Diferentemente, este é longo, fino, sem qualquer torneado além do contrapeso
que lhe acentua o movimento. Cujo ritmo, aliás, é de frações de segundo, tão curtas
quanto a perceção humana facilmente dê conta.
O que assim reconheço neste relógio é uma conceção
bidimensional do tempo: uma dimensão aberta (não circular) da sucessão histórica
ainda que eventualmente finita; e outra dimensão, transversal àquela, ao longo da qual o tempo se
constitui como kairós: a oportunidade decisiva. Isto é, em cada instante
da primeira dimensão se abre um espaço onde pode advir, na segunda dimensão, uma determinação do instante que se sucede na dimensão anterior.

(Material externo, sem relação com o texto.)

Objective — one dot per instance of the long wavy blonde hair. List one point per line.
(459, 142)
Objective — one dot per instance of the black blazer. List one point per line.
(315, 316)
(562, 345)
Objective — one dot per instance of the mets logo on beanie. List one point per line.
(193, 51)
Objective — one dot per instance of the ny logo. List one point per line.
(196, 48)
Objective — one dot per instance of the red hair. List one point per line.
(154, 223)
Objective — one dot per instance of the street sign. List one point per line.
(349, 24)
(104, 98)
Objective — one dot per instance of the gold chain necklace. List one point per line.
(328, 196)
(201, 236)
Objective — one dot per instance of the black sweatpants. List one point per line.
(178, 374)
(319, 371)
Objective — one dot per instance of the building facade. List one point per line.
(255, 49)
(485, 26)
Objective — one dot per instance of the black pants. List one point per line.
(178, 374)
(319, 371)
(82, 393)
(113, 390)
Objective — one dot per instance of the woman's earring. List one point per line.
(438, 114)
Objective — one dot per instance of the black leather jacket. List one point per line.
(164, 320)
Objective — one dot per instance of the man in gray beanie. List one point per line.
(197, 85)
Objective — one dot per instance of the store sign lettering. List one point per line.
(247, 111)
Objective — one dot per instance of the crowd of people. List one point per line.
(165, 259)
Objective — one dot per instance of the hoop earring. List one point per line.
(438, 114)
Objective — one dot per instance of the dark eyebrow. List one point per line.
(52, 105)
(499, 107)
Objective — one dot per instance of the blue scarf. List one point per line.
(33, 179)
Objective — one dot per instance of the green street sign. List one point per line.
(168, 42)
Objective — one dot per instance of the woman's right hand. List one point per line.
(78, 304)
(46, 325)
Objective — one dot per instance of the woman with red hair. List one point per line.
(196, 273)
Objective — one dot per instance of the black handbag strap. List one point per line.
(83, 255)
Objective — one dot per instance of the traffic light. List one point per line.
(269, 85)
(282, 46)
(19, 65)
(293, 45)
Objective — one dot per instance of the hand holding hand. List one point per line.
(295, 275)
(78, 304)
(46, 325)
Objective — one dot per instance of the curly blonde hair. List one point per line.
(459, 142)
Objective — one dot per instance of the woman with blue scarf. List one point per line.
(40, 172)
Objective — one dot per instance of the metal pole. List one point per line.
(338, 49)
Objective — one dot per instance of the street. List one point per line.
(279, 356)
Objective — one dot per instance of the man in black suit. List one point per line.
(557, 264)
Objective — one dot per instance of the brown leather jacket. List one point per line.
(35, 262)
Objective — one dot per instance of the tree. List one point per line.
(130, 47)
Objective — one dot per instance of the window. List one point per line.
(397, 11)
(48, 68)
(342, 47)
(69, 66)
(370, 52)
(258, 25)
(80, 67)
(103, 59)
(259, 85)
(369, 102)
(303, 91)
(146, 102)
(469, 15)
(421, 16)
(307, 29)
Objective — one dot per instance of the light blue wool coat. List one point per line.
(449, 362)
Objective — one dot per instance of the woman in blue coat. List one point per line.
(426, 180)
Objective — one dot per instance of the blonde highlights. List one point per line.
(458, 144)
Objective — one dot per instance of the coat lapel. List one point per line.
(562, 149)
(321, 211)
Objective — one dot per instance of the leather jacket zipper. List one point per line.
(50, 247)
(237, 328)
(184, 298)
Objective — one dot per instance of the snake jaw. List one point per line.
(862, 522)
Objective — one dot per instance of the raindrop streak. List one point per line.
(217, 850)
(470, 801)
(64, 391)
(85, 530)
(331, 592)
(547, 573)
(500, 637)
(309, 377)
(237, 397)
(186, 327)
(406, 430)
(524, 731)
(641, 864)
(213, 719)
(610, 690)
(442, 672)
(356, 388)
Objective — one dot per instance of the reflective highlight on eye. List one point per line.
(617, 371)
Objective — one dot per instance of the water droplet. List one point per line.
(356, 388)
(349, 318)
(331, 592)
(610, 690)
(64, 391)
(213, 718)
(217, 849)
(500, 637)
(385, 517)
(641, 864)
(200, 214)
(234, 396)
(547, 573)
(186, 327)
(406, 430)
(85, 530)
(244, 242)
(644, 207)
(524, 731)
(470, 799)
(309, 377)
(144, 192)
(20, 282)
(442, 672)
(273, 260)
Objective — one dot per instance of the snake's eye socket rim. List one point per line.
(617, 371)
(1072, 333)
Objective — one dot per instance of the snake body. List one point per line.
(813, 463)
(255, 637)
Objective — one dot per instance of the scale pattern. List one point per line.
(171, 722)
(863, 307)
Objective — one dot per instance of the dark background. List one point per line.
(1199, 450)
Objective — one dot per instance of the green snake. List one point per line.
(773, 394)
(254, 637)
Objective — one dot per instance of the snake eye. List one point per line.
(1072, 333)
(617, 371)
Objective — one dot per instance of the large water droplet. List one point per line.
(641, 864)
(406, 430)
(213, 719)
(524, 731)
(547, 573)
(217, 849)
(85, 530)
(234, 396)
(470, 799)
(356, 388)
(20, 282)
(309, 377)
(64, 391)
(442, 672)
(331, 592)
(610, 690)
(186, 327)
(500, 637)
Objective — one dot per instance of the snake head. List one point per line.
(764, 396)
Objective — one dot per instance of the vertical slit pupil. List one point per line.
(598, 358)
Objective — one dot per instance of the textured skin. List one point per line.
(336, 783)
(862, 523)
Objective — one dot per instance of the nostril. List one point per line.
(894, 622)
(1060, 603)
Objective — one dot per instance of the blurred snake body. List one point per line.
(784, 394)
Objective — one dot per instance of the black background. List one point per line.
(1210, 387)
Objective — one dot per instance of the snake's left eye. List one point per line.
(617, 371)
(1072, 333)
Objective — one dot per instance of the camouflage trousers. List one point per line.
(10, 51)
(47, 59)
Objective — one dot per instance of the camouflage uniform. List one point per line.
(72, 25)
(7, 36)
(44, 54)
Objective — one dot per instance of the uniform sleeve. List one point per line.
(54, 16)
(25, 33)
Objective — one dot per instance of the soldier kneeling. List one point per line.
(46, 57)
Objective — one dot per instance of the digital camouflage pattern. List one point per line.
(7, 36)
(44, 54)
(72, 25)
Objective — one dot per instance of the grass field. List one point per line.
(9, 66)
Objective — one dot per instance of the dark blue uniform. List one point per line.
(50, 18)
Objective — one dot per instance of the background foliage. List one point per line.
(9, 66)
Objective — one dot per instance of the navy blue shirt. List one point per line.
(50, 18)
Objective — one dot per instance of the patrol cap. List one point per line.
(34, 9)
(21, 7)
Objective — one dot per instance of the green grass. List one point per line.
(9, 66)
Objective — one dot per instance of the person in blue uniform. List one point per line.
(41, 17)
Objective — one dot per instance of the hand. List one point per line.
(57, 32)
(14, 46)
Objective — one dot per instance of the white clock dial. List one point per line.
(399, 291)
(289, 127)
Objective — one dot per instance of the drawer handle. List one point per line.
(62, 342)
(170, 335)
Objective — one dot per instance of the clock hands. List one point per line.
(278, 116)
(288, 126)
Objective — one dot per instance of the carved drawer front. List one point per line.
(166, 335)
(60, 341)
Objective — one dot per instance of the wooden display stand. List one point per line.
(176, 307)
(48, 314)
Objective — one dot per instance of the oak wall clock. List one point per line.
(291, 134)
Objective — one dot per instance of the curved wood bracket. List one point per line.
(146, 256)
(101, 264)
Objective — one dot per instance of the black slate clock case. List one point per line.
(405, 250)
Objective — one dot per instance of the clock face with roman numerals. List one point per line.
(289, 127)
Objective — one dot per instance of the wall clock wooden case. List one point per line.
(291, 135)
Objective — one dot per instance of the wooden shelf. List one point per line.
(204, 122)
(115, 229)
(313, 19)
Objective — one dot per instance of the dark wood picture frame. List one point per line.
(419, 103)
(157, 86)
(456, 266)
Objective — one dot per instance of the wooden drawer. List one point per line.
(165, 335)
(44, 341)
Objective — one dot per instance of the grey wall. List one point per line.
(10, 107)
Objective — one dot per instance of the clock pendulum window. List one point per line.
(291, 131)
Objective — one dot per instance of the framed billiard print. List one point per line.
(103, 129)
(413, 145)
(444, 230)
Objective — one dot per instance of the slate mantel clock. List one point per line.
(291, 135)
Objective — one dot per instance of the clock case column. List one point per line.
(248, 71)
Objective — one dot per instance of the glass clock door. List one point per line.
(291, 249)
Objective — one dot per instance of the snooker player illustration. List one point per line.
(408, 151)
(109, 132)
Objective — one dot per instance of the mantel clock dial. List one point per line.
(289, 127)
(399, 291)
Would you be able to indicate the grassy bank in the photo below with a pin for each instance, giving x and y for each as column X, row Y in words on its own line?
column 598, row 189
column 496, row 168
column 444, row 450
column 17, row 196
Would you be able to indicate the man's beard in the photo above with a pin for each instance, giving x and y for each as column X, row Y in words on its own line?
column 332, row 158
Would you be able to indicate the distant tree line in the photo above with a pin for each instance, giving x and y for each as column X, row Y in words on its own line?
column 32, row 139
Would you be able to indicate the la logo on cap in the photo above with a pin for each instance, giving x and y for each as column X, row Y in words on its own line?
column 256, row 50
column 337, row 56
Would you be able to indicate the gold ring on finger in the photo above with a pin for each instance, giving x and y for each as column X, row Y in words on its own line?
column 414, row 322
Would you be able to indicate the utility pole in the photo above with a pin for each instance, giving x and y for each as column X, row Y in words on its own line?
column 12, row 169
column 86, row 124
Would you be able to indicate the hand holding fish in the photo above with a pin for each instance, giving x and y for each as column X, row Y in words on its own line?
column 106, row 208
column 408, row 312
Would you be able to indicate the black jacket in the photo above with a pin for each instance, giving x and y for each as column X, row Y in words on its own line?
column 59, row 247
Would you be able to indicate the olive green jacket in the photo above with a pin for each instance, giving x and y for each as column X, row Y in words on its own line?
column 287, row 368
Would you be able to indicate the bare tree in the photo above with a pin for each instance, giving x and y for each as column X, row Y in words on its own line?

Em suma, o Le Locle não me sugere o tempo de uma natureza mecanicista. Remete-me antes para um tempo da ação humana, condicionada mas ainda assim escolhida. Que será também, afinal, o tempo de uma natureza em que uma onda eletromagnética pode colapsar onde e quando se encontra com o sistema que a meça. Ou em que um espécime vivo pode súbita e aleatoriamente apresentar um alelo até aí ausente na espécie. Como, um dia, o alelo que terá facultado a um novo espécime Homo a não-submissão à mera cadeia Kronológica. Para refletir antes sobre a estrutura, a topologia e o sentido dessa passagem; mais os símbolos, artefactuais, da conceção do tempo que daí resulte.
Na medida em que a utilização de um artefacto condicione as constituições do utilizador e do mundo em que este se encontra, quer os seres humanos que utilizem um ou o outro relógio, quer os respetivos mundos, não serão os mesmos.